Day 5

Charles Price

"The words of the Teacher, son of David, king in Jerusalem: ''Meaningless! Meaningless!' says the Teacher. 'Utterly meaningless! Everything is meaningless.'" Ecclesiastes 1:1-2 


That’s a depressing statement for you! In fact, it introduces a depressing book. In its few chapters, the writer uses the word, ‘meaningless’ thirty-five times to describe his life, and uses the phrase ‘under the sun’, thirty-two times to describe the dimensions in which he is looking for meaning, which all becomes (nine times) ‘a chasing after the wind’. You cannot catch meaning, nor bottle it, nor bring it home. This is the default position of a person living with no larger perspective than life ‘under the sun’.


Surprisingly, this book is one of three books attributed to Solomon, the son and successor to King David. As a young man, discovering the joys of love with his new bride, he wrote the Song of Solomon. As a middle-aged man, he had written over 3,000 proverbs, and compiled some of them with others he had collected into the book of Proverbs. In his old age, he wrote Ecclesiastes, a cynical, retrospective view of life without God. That is the surprising part, but during his young days he had become seduced by material things, He lists many of them from, building great projects, planting vineyards, owning more herds and flocks than anyone, masses of silver and gold, owning male and female slaves, having musicians, the best wine, women and song, acquiring a hareem of a thousand women. “I denied myself nothing my eyes desired; I refused my heart no pleasure… Yet when I surveyed all that my hands had done and what I had toiled to achieve, everything was meaningless, a chasing after the wind; nothing was gained under the sun”(Ecclesiastes 2.10-11). He speculates about the difference between a dog and a human dying, for, “Who knows if the spirit of man rises upward and if the spirit of the animal goes down into the earth?" (Ecclesiastes 3.21).
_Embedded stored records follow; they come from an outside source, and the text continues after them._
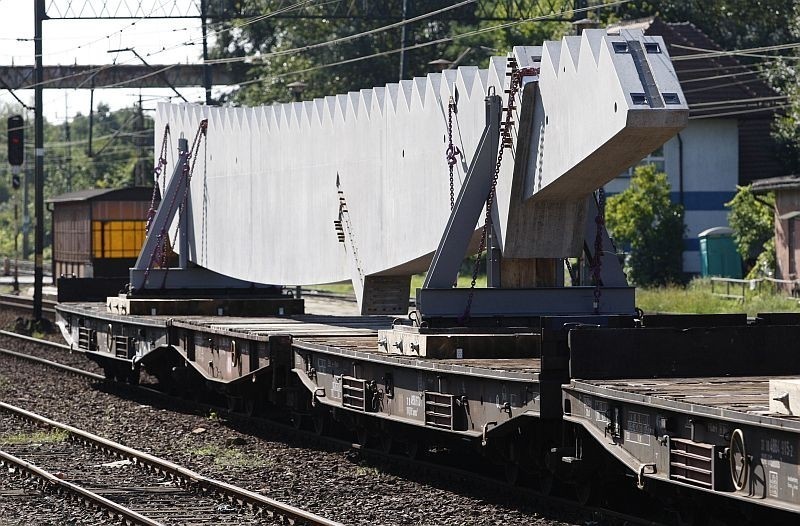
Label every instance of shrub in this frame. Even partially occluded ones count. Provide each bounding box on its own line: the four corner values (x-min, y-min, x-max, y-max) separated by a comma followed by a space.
606, 165, 686, 286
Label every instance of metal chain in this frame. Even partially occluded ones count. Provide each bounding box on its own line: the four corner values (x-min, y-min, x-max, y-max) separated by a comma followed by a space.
144, 124, 170, 236
592, 186, 606, 314
564, 258, 575, 285
459, 63, 539, 323
445, 97, 461, 212
144, 119, 208, 283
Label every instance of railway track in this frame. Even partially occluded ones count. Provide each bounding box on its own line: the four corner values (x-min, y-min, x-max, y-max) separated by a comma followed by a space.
0, 331, 661, 526
0, 402, 338, 526
0, 294, 56, 318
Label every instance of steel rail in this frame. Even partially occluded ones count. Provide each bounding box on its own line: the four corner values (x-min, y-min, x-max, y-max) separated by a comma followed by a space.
0, 294, 57, 314
0, 329, 72, 353
0, 348, 106, 380
0, 331, 659, 525
0, 450, 161, 526
0, 402, 341, 526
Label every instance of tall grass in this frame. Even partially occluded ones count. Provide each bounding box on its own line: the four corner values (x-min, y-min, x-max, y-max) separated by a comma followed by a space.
636, 278, 800, 316
312, 274, 800, 316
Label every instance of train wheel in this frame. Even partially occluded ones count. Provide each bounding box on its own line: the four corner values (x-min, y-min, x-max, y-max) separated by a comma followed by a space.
125, 367, 141, 385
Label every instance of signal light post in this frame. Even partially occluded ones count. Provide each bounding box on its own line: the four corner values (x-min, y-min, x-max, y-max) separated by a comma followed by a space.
8, 115, 25, 294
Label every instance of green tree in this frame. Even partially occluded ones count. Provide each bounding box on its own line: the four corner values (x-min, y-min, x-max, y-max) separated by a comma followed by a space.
725, 185, 775, 275
600, 0, 796, 49
766, 4, 800, 173
606, 165, 685, 286
212, 0, 571, 105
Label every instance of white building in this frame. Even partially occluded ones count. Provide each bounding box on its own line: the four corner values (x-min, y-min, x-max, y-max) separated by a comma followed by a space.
605, 18, 782, 274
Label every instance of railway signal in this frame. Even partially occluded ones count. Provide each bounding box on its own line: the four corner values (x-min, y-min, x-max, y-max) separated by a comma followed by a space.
8, 115, 25, 167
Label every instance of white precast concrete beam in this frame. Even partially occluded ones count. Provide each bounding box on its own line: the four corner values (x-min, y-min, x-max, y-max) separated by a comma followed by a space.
156, 31, 688, 296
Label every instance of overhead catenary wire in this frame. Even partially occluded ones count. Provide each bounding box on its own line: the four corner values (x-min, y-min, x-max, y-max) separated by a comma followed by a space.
3, 0, 322, 90
205, 0, 477, 64
234, 0, 631, 87
672, 42, 800, 62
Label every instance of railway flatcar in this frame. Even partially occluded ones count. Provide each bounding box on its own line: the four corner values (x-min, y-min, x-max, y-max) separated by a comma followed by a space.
57, 30, 800, 520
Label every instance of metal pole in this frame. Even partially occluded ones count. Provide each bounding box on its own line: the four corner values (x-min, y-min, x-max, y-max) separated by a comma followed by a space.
11, 170, 19, 294
33, 0, 45, 321
200, 0, 211, 106
22, 161, 31, 260
399, 0, 408, 80
86, 82, 94, 159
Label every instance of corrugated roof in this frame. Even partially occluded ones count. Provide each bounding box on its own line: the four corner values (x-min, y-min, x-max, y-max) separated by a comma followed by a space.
608, 17, 778, 119
751, 175, 800, 194
47, 186, 153, 203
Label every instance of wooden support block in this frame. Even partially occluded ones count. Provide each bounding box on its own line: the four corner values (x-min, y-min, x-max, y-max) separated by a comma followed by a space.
106, 296, 304, 316
769, 378, 800, 416
378, 327, 540, 360
500, 258, 563, 289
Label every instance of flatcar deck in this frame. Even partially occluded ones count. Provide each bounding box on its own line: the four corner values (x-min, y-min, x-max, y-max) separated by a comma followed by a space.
571, 376, 800, 431
59, 303, 541, 381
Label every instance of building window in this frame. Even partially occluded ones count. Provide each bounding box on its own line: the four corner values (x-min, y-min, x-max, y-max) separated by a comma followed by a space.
619, 146, 666, 179
92, 221, 146, 259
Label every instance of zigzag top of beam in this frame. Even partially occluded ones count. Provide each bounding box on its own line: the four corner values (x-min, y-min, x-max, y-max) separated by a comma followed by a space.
156, 30, 687, 292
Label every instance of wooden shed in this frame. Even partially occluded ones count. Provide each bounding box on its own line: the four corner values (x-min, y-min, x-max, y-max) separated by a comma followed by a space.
47, 187, 153, 278
752, 175, 800, 288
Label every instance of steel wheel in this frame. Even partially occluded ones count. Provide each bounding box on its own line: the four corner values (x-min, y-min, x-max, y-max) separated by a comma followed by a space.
728, 429, 750, 491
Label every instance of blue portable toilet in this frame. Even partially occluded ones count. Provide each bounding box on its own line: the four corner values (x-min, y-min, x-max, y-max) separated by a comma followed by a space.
697, 226, 742, 279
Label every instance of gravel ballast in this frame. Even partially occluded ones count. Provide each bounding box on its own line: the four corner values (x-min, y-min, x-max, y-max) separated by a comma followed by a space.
0, 344, 577, 525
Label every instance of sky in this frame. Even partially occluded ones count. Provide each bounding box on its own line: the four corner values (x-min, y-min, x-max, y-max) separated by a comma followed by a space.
0, 0, 212, 123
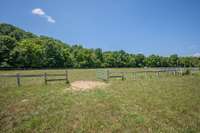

This is life from the perspective ‘under the sun’, and as much as we can see, hear, touch, taste, feel and think with confidence within that framework. After the eleven chapters he comes to his conclusion. ‘Remember your Creator in the days of your youth’ and, “Now all has been heard; here is the conclusion of the matter: Fear God and keep his commandments, for this is the whole duty of man’ (Ecclesiastes 12.1 and 13).


He rediscovers the wisdom which he had once written about, "The fear of the Lord is the beginning of wisdom, and knowledge of the Holy One is understanding” (Proverbs 9.10). Material things do not feed the soul!